Congee (Sort of)

I was looking for a way to use fish broth and ingredients I had on hand. Internet searching found a fun site which talked about a rice porridge/soup dish called congee. I thought that sounded like a pretty good way to use the fish broth and combined some of the congee ideas to come up with a very yummy side dish which easily could have been our main dish.

 
Congee is supposed to be a kind of soup. It is made however thick that the person consuming it wishes it to be. When I made it instead of making a soup consistency I made it more of a casserole consistency (which I felt went better with our dinner). Congee is amazingly frugal with the most basic congee being rice and water. I upped the nutrition value a bit using bone broth and a few veggies. Even with those changes is was still incredibly inexpensive.
 
Congee Basics
 
1 cup white or brown rice rinsed until the water runs clear (the idea is to remove most of the starch)
6-12 cups of water or bone broth (depending on how thick you want your congee to be)
 
Combine the rice and water in a rice cooker (do not fill your rice cooker more than 70% to allow room for cooking).
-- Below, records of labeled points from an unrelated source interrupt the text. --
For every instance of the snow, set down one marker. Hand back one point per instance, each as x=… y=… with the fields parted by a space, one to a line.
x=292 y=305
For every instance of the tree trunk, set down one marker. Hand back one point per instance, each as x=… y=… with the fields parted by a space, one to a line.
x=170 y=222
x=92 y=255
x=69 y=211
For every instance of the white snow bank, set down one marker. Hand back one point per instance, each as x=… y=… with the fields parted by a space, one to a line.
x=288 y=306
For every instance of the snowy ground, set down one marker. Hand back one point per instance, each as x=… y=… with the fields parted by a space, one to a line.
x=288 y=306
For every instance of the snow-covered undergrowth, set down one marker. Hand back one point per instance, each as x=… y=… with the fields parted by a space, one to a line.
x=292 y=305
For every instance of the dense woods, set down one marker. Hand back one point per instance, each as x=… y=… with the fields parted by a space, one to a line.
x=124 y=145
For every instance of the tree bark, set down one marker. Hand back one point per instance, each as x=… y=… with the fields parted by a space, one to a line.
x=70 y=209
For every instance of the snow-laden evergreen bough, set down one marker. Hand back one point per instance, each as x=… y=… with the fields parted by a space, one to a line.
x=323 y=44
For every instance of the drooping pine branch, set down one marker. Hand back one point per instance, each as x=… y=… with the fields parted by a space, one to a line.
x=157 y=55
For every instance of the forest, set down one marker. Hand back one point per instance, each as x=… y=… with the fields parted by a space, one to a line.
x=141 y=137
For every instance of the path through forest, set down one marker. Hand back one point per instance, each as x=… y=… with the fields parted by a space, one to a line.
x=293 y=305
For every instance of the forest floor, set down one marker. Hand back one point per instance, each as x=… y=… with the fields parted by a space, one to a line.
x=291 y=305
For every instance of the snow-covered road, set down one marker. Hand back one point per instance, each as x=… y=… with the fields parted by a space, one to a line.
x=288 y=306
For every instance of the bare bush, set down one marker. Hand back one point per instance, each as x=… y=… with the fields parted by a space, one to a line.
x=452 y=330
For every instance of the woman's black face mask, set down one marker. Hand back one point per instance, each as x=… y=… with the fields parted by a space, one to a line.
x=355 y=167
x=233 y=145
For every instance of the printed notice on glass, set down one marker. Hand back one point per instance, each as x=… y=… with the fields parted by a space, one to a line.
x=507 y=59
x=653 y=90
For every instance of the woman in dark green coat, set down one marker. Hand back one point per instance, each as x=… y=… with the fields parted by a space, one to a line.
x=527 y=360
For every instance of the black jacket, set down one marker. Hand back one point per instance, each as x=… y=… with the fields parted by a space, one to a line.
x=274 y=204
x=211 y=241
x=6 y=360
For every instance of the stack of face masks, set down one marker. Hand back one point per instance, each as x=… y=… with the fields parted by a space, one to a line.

If you do not have a rice cooker you can cook it on the stove top. But for ease of preparation I loved using the rice cooker. 
 
Add three thinly sliced carrots
 
Put the cover on the cooker and turn it on. I went back and stirred it every 10 minutes or so to help break down the rice. In this picture I used 1 1/4 cup white rice (I try to make food familiar when I’m trying new things and my family loves white rice. Next time I’ll use brown), 7 cups fish stock and the carrots.
 
congee
 
While the rice was cooking I cooked some kale and mushrooms in coconut oil.
 
kale

When the rice was finished cooking (my rice cooker shut itself off of cook onto warm and it looked good and done). I stirred in the kale/mushroom mixture and 2 teaspoons of coconut oil.

Finished congee

Here is the finished dish. Rich with healthy bone broth, carrots, kale and coconut oil. The options for making this ‘Congee’ are endless and I look forward to making this again.

Have you ever had congee? What was in it?
 
This post is a contribution to Pennywise Platter at The Nourishing Gourmet

2 comments to Congee (Sort of)

  • Phoebe

    >Hi Millie, glad you found my site fun. I also love the way you improvised to suit your preference. Your congee looks good. Fish broth, rice, kale and mushrooms together, got to taste good. :)

    Phoebe from homemade-chinese-soups.com

  • Millie

    >Phoebe,
    I had a great time looking around your site. You have some very good recipes and many things I want to try.